Ideal number of clusters

Cluster analyses are considered a form of unsupervised learning due to a lack of a defined set of classes prior to learning [49]. K-MEANS is a partitional clustering algorithm that divides the data into smaller sections called “clusters” [50]. When running the K-MEANS algorithm a pre-defined number of clusters, k, is required. The ideal k value can be found via trial and error and is highly subjective [51]. We found k via the Elbow Method, see Fig 2. This aims to visualize and explain the “percentage of variance explained as a function of the number of clusters” [50]. This means that the first few clusters will have large decreases in variance as each additional cluster continues to add information to the model. This will eventually plateau as the model does not continue to improve substantially [50]. We highlighted the boundaries of the potential number of k in Fig 2.

Fig 2

Elbow plot or “Sum of Squared Errors” plot for communities A (A) and B (B).

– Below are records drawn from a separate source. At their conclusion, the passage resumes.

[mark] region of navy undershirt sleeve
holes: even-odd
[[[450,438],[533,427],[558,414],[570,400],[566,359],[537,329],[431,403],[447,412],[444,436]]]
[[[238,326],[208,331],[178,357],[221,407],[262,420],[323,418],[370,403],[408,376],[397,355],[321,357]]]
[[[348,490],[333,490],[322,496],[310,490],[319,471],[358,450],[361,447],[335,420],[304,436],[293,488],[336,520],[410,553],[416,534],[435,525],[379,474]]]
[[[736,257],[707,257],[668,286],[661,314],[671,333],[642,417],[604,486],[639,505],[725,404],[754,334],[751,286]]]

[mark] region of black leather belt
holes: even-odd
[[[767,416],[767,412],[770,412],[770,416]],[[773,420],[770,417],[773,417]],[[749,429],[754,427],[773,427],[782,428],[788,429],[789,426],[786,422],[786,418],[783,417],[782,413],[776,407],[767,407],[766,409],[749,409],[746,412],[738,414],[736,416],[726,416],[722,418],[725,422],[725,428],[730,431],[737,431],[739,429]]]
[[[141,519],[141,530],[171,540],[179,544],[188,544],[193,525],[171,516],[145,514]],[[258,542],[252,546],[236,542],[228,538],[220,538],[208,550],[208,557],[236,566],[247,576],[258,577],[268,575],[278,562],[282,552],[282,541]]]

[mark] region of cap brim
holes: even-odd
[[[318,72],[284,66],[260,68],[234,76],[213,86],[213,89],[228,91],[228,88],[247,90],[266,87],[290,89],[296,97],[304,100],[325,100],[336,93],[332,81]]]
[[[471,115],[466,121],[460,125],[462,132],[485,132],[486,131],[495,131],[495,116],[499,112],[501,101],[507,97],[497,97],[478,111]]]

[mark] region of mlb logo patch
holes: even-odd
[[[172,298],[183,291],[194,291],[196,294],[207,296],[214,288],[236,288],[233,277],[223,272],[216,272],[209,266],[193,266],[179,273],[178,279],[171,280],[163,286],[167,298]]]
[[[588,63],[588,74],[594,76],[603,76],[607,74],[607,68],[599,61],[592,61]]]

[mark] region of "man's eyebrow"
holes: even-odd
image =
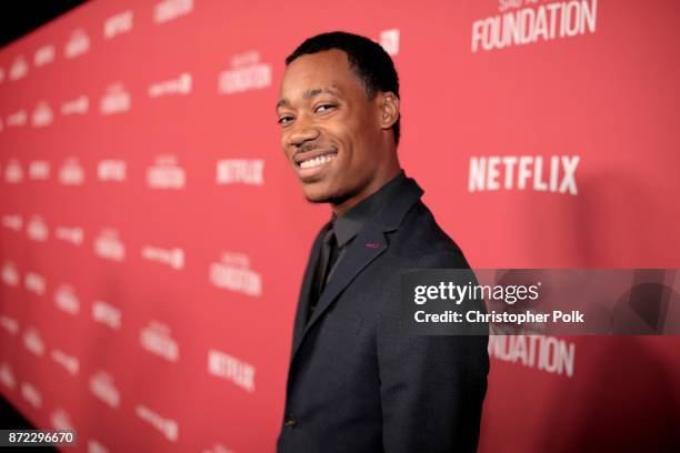
[[[333,91],[330,88],[312,88],[312,89],[309,89],[309,90],[304,91],[302,93],[302,98],[303,99],[310,99],[310,98],[313,98],[313,97],[319,95],[321,93],[331,94],[331,95],[340,95],[337,91]],[[288,99],[286,99],[286,98],[279,99],[279,102],[277,102],[277,109],[279,107],[286,107],[286,105],[288,105]]]

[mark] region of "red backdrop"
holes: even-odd
[[[330,212],[273,108],[322,31],[393,56],[401,162],[473,266],[679,266],[679,20],[670,0],[102,0],[3,48],[2,395],[77,451],[274,449]],[[532,344],[492,340],[481,451],[677,441],[677,338]]]

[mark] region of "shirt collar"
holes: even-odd
[[[396,189],[406,181],[403,170],[398,175],[392,178],[387,184],[371,193],[366,199],[361,200],[357,205],[340,217],[332,215],[331,222],[338,241],[338,248],[344,246],[349,241],[354,239],[361,231],[366,222],[392,198]]]

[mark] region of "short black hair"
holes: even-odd
[[[286,66],[292,63],[299,57],[331,49],[342,50],[347,53],[350,69],[361,80],[369,99],[373,99],[378,91],[391,91],[399,98],[399,77],[391,57],[380,44],[359,34],[344,31],[317,34],[304,40],[288,56]],[[396,143],[399,143],[401,132],[400,121],[401,115],[392,125]]]

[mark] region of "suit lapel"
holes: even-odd
[[[323,225],[314,240],[309,261],[307,262],[307,269],[304,270],[304,276],[302,278],[302,286],[300,288],[300,295],[298,300],[298,311],[296,313],[296,322],[293,325],[293,351],[294,345],[298,344],[298,341],[302,336],[304,323],[307,322],[307,313],[311,302],[311,288],[312,279],[314,276],[314,269],[317,269],[317,262],[319,261],[319,254],[321,253],[321,240],[323,238],[323,232],[329,226],[329,223],[330,222]]]
[[[321,250],[322,231],[317,236],[312,250],[312,256],[304,273],[302,291],[300,292],[300,303],[296,316],[293,348],[291,362],[300,349],[304,336],[317,323],[319,318],[330,306],[333,300],[363,271],[373,260],[380,256],[388,249],[386,233],[394,231],[403,220],[409,209],[420,200],[423,191],[416,181],[407,179],[403,188],[393,199],[378,213],[374,222],[369,222],[363,230],[348,245],[342,260],[338,262],[338,268],[333,271],[333,278],[328,282],[317,303],[317,308],[307,325],[304,324],[310,303],[311,280]]]
[[[323,289],[317,308],[309,322],[302,331],[302,335],[293,345],[293,356],[302,339],[323,312],[330,306],[331,302],[347,288],[348,284],[366,268],[371,261],[380,256],[388,248],[387,238],[382,231],[370,224],[364,228],[357,238],[348,245],[348,250],[338,262],[338,268],[333,272],[333,278]]]

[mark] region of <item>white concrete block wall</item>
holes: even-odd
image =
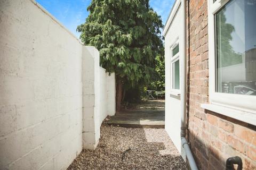
[[[176,2],[175,5],[179,6],[180,1]],[[172,52],[171,48],[177,42],[179,42],[179,30],[181,27],[180,17],[182,15],[180,8],[177,11],[175,16],[171,22],[165,37],[165,130],[180,152],[181,152],[181,141],[180,137],[181,106],[180,96],[176,96],[172,93],[171,61]],[[180,48],[180,50],[182,50]],[[180,83],[180,84],[181,83]],[[180,91],[179,92],[180,94]]]
[[[99,138],[99,52],[32,0],[0,0],[0,169],[65,169]]]
[[[114,116],[116,113],[116,76],[115,73],[106,73],[107,114]]]

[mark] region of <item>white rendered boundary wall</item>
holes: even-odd
[[[115,74],[33,1],[0,0],[0,169],[66,169],[115,114]]]

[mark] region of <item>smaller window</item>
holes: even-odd
[[[172,88],[180,89],[180,61],[172,64]]]
[[[179,44],[175,46],[174,48],[172,50],[172,56],[173,57],[176,54],[177,54],[179,53]]]
[[[180,60],[179,43],[177,42],[172,47],[171,49],[171,89],[172,90],[180,89]]]

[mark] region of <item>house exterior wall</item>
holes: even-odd
[[[114,76],[100,79],[98,50],[33,1],[0,1],[0,169],[66,169],[97,144],[99,101],[115,101],[99,84]]]
[[[178,7],[180,6],[178,3]],[[180,32],[181,23],[179,19],[181,17],[180,8],[176,12],[171,24],[165,37],[165,125],[167,133],[180,152],[181,152],[180,140],[181,108],[180,96],[175,96],[171,94],[171,46],[177,41]],[[179,40],[178,40],[179,41]]]
[[[189,1],[187,18],[187,111],[189,140],[200,169],[225,169],[238,156],[243,169],[256,169],[256,131],[252,125],[201,107],[209,102],[207,3]]]

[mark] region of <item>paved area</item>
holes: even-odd
[[[164,129],[103,124],[96,149],[84,150],[68,169],[187,169]]]
[[[130,104],[110,117],[107,123],[125,128],[164,128],[164,100]]]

The dotted red lines denote the upper and lower boundaries for the ideal number of clusters, k.

Elbow plot or “Sum of Squared Errors” plot for communities A (A) and B (B).

The dotted red lines denote the upper and lower boundaries for the ideal number of clusters, k. Fig 2 shows the Elbow Plots for communities A and B. Based on the elbow plot, we proceeded with seven clusters for both communities (using the same k value for each community as a basis for comparing how the overall composition of roles differs between communities). We note that in Fig 2(A), at k = 8, the elbow began to rise, showing that k = 7 for this community is optimal. Similarly, in Fig 2(B), the elbow begins to plateau from k = 7, which indicates this would be an appropriate number of clusters. Hamerly and Elkan [51] stress the difficulty of identifying k, where they state this tends to rely on prior knowledge. From our theoretical underpinning of the RtLF, we could only take forward k≥3 (reflecting the contributor, collaborator, leader distinction), however, this would be too coarse for revealing more subtle roles within each of these levels, which have been identified in previous work. In the literature referenced in Table 1, the number of roles identified varies from 3 to 8. We wanted to capture the more intricate and subsets of roles within the RtLF, hence, we proceeded with k = 7 as this seemed most appropriate based on Fig 2, previous literature [32,37,52], and the RtLF.

Clusters & visualization

In order to map our clusters to the RtLF, we first need to understand what each cluster means. From looking at the centroids (or multi-dimensional mean) of each variable within each cluster, we were able to deduce how clusters differ from one another. For community A, Table 3 describes each cluster and Table 4 provides additional information regarding cluster centers. Similarly, Tables 5 and 6 relate to community B. While we use the same names for the eight roles found in both communities, there are some subtle differences. For example, the Popular users in community B had the highest overall thanks rate, whereas the Elite users had the highest thanks rate in community A.

Table 3

Cluster descriptions for community A.

See Table 4 for more detailed information on cluster centers.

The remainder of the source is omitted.